平成二ケタ初期の頃のほんの一時期だけ、
ネット界隈に、
名を刻もうとした男がいたことを知る人は、
ほとんどいないだろうと確信してやまない
今日この頃。
登場人物・団体名称などは、敢えて仮名匿名としておく。
後々、公開したことがキッカケで
大いなる後悔となることを防ぐためにも。
(当方は、しみじみとした寒さが売りなので)
その昔、
筆者は約二名の同朋と「AFO占術研究所」、
略して「アフォ研」というのを結成しており、
なにせ『アフォ研』なだけに、
非ぬ誤解と痛い視線を注がれたものだが。
と、いうのは理由がある。
「占術研究所」とは名ばかり。
占いなんて1ミリもカスってなかったのだ。
例の、ド変人リーダーの
儲けたいという神頼み的な欲望と、
みなが一堂に介してカップ麺なんぞを
ずるずると食いまくるだけが目的の
まさに、不毛を絵に描いたような
非生産的な集いであったことに起因する。
一応、リーダーはいて、
シロヤさんという(仮名)。
次に助手もいて
仁下多(ニゲタ)さん(仮名)という。
そして筆者(まさかの匿名!)
これはもう、会に咲く1輪のボケの花。
因みに、この中で占い師は筆者、
ただ一人のみである。
……じゃあ一体、
何のために「占術研究所」
なんぞと銘打つのか?
理由は単純だ。
「そういう名前だと縁起がイイから」
今更ながら、つらつら思うに。
「あの頃の私はとてつもなく
『物好き』だったよなぁ…」と今はただ、
思い出を噛みしめるばかりである。
まあ、こういったような相関図なのだが。
今回、問題として再浮上しているのがリーダー。
シロヤ氏の口癖は、
「いい加減にシロヤ!」だった。
こういった史実は全く知られていないが
こういう類の都市伝説は、また別の機会にでも。
ところでこのシロヤ氏には、
けっして捨てることの出来ないパートナーがいた。
そして それは、
もはや人ではない!
では一体、何者なのか……!
他でもない。
ピンク色の固定電話である。
しかも、その呼び名を
「もしもし電話リリちゃん♡」と
シロヤ氏自らが名付けたとかで、
夜などはベッドにまで連れ込み、
ぎゅぅ〜っ(´ε` )と抱きしめていたとか、
いないとか……。
そもそものきっかけは。
シロヤ氏の、学生時代よりの知己が、
電話受注のみに限定した業務形態を取り入れた
「現在の出前館の草分け的業務」に
勤しむ姿をみて、甚く感銘を受けたとかで、
これをそっくりパクって
しかも、最愛のリリちゃん♡を道連れに、
「生まれたての愛をお届け♡デリバリ」
というのをやり始めたと……。
でも実情に、1ミリの愛もない。
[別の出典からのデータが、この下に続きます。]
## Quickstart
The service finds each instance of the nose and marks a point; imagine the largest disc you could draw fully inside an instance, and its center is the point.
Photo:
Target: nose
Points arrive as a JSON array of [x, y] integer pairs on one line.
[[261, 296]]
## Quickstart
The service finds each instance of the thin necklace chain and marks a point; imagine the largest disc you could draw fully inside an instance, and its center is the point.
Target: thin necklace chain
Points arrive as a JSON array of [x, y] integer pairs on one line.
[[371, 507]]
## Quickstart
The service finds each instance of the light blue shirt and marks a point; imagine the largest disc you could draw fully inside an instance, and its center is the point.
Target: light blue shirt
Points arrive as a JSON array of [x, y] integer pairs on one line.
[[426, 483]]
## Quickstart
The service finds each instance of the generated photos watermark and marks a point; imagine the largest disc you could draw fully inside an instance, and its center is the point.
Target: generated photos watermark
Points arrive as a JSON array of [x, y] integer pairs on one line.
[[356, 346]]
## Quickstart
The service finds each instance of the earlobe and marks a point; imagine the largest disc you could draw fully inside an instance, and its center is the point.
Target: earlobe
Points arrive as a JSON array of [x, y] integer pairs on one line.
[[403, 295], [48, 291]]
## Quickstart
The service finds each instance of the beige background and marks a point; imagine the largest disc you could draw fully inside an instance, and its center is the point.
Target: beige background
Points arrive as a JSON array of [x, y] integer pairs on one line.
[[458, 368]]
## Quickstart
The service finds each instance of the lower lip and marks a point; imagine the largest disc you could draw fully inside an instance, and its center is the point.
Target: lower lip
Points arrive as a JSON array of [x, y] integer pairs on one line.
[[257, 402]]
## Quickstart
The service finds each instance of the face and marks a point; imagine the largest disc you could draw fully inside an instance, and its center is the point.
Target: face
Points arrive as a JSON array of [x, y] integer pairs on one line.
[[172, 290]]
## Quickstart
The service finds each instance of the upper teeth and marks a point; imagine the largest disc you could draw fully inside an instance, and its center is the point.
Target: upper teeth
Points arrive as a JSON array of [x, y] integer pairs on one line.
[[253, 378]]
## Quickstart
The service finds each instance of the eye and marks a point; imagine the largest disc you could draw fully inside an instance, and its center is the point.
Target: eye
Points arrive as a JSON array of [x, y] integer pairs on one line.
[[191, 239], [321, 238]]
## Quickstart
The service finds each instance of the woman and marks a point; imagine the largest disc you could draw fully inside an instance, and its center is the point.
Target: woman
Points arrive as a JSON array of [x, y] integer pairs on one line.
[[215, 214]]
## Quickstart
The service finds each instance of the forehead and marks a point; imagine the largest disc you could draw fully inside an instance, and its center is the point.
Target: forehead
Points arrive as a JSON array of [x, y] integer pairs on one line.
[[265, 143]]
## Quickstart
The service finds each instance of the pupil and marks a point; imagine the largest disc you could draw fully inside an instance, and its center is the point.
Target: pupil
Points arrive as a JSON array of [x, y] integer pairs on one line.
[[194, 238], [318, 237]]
。
利害のニオイぷんぷんと漂う
世知辛さマックスな裏事情が
横たわっていたのである。
取り扱い商品は、
シリコン製のアヒルのおもちゃ
(ラバー・ダック)。
しかも、である。
尚もキ印なことにシロヤ氏は。
500箱ほど仕入れてきたアヒルに
「金の卵であれ!」との望みを託し、
「年収百億円、百億えーーん!」というような、
異常なほどに 上ずりまくった声で
箱に向かいお題目を唱えていたのである。
もうこうなってくると
同じ部屋にいることすら危険である。
みな、メンバーは、
シロヤ氏の別宅に近寄りがたくなっていっていた。
そして終には、某国立大生のニゲタ氏が、
試験勉強で忙しくなったことを理由に
その名のとおり、逃げたのである。
一方、慈悲深い性格の筆者には、
そういう薄情な仕打ちは、
死んでもできない芸当であったゆえ、
まあ、二、三週に一度くらいは
シロヤ氏の別宅を覗きに行ったものだが…。
ところがある日のこと。
家が取り壊されるのを目撃した。
敷地には重機が乗り入れられ、
グワーッと音を立て家屋を破壊している。
そしてそれを眺めている老紳士と
ふっと目が合ったのだ。
紳士は無言でこちらを振り向き。
そして、その目を見つめる筆者も、
その眼差しに察するところがあり、
深く黙礼をした後で
「ご子息はご実家に?」と、
不躾にもお聞きしたのである。
老紳士はその時に初めて
フッと、暗い目をして笑い、
「うちの工場で働かせます」と。
深く溜息をつかれ、そして更に
「未熟な奴で、困ったもんです…」と
何処か寂しげに仰ったのである。
あれから数十年。
私も、あのシロヤ氏のお父上と
恐らくは同年輩になろうとしている。
あの頃の私にも、存命する親がいて、
何処か人まかせなような、
風来坊を気取ったようなところがあった。
それは恐らく、
シロヤ氏も同じだったに違いない。
その後は、全くの音信不通となり。
今、何処でどうしているのか?などは
全くわからないが、
しかし私よりも年長で
もう既に後期高齢の域に入ったであろう人が
まさか、人まかせという訳にも行くまい。
そう。私と同様に。
あの、平成という
2009年が訪れるまでの
ゆるゆるとした空気の中で、
しかし誰もが、何らかの「夢を抱いて」
生きていた時代…。
お互いが、息が掛かるほどに
面と向き合い、夜が更けても尚、
熱く語り合ったあの日々…。
令和に抱く夢。
そして、
平成に抱いた夢。
どちらも平等に「夢」で、
しかしどちらも所詮は
「己との対峙」とか
「孤独な戦い」を孕んでいるものだ。
それが分かり難かったのが平成なら、
それがより顕著に分かり易いのが令和。
そう、今という時代なのだろうと
筆者は思うのである。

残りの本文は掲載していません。